# Threading in North Costa Blanca Area



## angela1 (Nov 21, 2009)

Hi,

Does anyone know of anyone who does eyebrow threading in the North Costa Blanca area and if so how much does it cost?

For anyone that doesn't know, threading is very popular in Asian areas but over the last few years has become popular with lots of people.
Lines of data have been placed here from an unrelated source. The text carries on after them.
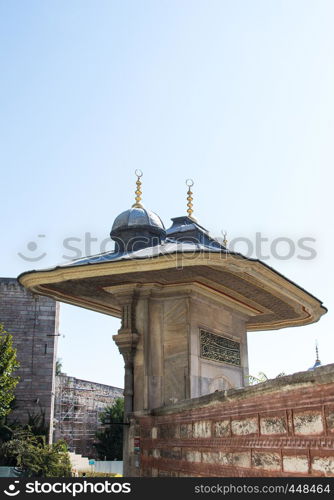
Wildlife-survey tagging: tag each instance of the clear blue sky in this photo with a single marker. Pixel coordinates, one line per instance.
(235, 94)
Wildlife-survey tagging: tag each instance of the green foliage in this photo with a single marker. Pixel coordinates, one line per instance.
(8, 364)
(109, 443)
(59, 366)
(34, 457)
(36, 424)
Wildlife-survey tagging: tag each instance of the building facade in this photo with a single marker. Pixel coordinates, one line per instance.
(32, 320)
(78, 404)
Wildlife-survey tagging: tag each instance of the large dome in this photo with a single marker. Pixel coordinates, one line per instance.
(137, 228)
(137, 217)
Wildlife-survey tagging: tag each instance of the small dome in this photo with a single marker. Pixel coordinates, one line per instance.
(136, 217)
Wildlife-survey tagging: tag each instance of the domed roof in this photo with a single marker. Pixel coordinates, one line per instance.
(137, 217)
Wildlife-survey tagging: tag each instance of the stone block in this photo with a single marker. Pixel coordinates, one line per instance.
(202, 429)
(266, 460)
(295, 463)
(308, 423)
(186, 431)
(245, 426)
(193, 456)
(324, 465)
(242, 459)
(226, 458)
(210, 457)
(222, 428)
(273, 425)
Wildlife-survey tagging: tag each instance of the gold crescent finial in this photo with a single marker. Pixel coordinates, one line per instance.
(190, 183)
(317, 351)
(225, 239)
(138, 191)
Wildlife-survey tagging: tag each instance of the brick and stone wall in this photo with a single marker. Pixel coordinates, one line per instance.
(33, 322)
(283, 427)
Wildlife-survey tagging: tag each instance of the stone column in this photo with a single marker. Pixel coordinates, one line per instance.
(126, 340)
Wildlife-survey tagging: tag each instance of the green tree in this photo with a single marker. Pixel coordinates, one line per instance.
(109, 443)
(8, 364)
(34, 457)
(59, 366)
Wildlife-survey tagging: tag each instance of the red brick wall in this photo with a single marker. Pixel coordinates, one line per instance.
(281, 428)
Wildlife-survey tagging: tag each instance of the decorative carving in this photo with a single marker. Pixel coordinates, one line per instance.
(217, 348)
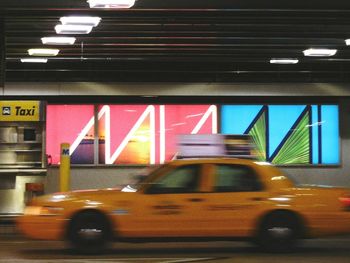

Harvey Nics do it for almost £20 and I get it done in an Asian beauty salon for £3. It gives a wonderful shape to eyebrows, think Shilpa Shetti!

Thanks
Angela


----------



## djfwells (Sep 28, 2009)

angela1 said:


> Hi,
> 
> Does anyone know of anyone who does eyebrow threading in the North Costa Blanca area and if so how much does it cost?
> 
> ...


Speak with Teresa at Blush in Alcalali - 966 482 106 , If she doesn't do it them she will certainly be able to recommend somebody locally who will.


----------



## Pesky Wesky (May 10, 2009)

angela1 said:


> It gives a wonderful shape to eyebrows, think Shilpa Shetti!
> 
> Thanks
> Angela


Attractive woman - with overplucked/ threaded eyebrows IMHO...


----------



## jojo (Sep 20, 2007)

Pesky Wesky said:


> Attractive woman - with overplucked/ threaded eyebrows IMHO...


LOL, its not the plucking that makes her eye brows look like that, she pencils them on too and she's got a pretty face which helps lol!!! Threading is less painful than plucking apparently. I have a fringe so dont bother with either lol!!!

Jo xxx


----------